According to the annual Global Carbon Budget report, despite a dip in greenhouse gas emissions caused by the pandemic in 2020, the emissions will return to it’s dire pre-pandemic levels by 2021.
Research shows that emissions must be cut more urgently in order to prevent a global temperature rise that exceeds 1.5 degrees Celsius (2.7 degrees Fahrenheit).
Several countries, who will attend the United Nations climate summit in Glasgow, Scotland, set this as their goal in the 2015 Paris climate agreement.
Dozens of researchers around the world contributed to the compilation of the Global Carbon Budget.
The organisation keeps track of how much carbon dioxide (CO2) humans are emitting and how much room remains to keep humans under 1.5 C.
Its first report, published in 2015, it projected that Earth’s emissions would begin to lead to severe consequences within a twenty-year span.
In spite of this, humans now have around six years to reduce greenhouse gas emissions, since their output is increasing at an alarming rate.
The chances of forcing a rise in temperatures of 1.5 C by the end of this century are 50% at current emissions levels.

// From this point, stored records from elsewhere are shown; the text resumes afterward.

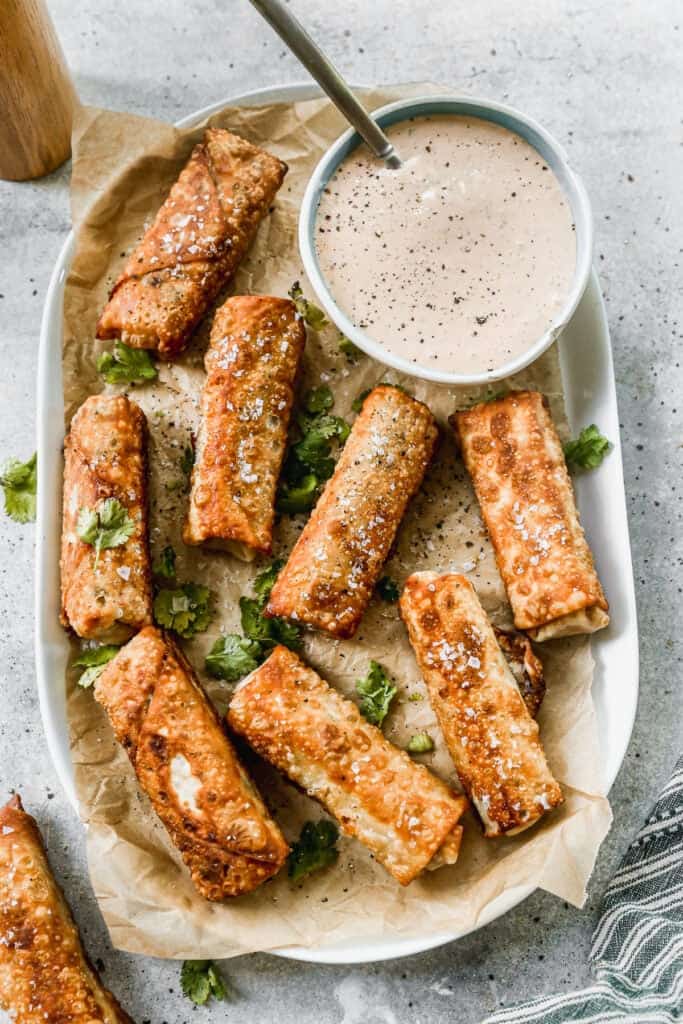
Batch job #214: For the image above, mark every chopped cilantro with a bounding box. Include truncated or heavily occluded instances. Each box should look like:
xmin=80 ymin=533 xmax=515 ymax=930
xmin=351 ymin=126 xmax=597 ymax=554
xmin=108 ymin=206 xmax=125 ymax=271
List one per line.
xmin=564 ymin=423 xmax=611 ymax=469
xmin=405 ymin=732 xmax=434 ymax=754
xmin=73 ymin=644 xmax=120 ymax=688
xmin=339 ymin=334 xmax=362 ymax=362
xmin=287 ymin=818 xmax=339 ymax=882
xmin=377 ymin=577 xmax=398 ymax=602
xmin=288 ymin=281 xmax=330 ymax=331
xmin=97 ymin=341 xmax=157 ymax=384
xmin=76 ymin=498 xmax=135 ymax=565
xmin=0 ymin=454 xmax=38 ymax=522
xmin=355 ymin=662 xmax=396 ymax=726
xmin=154 ymin=583 xmax=212 ymax=639
xmin=180 ymin=961 xmax=227 ymax=1007
xmin=206 ymin=633 xmax=263 ymax=683
xmin=152 ymin=544 xmax=175 ymax=580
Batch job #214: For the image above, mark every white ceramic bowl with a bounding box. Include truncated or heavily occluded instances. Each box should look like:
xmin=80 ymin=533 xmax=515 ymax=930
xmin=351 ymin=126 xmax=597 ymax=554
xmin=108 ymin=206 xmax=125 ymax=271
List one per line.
xmin=299 ymin=95 xmax=593 ymax=384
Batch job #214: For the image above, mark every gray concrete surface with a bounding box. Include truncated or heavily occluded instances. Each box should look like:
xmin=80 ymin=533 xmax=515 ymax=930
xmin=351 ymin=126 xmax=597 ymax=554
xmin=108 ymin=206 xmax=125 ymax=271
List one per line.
xmin=0 ymin=0 xmax=683 ymax=1024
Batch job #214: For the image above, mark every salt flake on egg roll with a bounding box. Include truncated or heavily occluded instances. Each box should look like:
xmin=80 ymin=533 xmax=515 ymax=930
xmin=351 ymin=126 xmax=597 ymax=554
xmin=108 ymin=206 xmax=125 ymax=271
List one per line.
xmin=0 ymin=797 xmax=132 ymax=1024
xmin=227 ymin=646 xmax=467 ymax=885
xmin=97 ymin=128 xmax=287 ymax=359
xmin=183 ymin=295 xmax=306 ymax=559
xmin=451 ymin=391 xmax=609 ymax=640
xmin=265 ymin=384 xmax=438 ymax=637
xmin=60 ymin=394 xmax=152 ymax=643
xmin=400 ymin=572 xmax=562 ymax=837
xmin=95 ymin=627 xmax=289 ymax=900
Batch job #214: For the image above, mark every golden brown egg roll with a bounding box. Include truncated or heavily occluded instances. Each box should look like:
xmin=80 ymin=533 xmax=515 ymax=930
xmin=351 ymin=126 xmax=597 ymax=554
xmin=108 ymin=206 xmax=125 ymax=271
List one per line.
xmin=227 ymin=646 xmax=467 ymax=885
xmin=451 ymin=391 xmax=609 ymax=640
xmin=400 ymin=572 xmax=562 ymax=836
xmin=265 ymin=384 xmax=438 ymax=637
xmin=61 ymin=394 xmax=152 ymax=643
xmin=182 ymin=295 xmax=306 ymax=559
xmin=95 ymin=627 xmax=289 ymax=900
xmin=0 ymin=797 xmax=132 ymax=1024
xmin=97 ymin=128 xmax=287 ymax=359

The number of degrees Celsius will increase by 1.7 by 2042, and 2 by 2054 if no reductions are made.
During the past 150 years, global average temperatures have increased by about 1.1 degrees Celsius (or about 2 degrees Fahrenheit), intensifying wildfires, floods, and hurricanes in many parts of the world.
“Global fossil CO2 emissions (excluding cement carbonation) in 2021 are returning towards their 2019 levels after decreasing [5.4%] in 2020,” the study notes.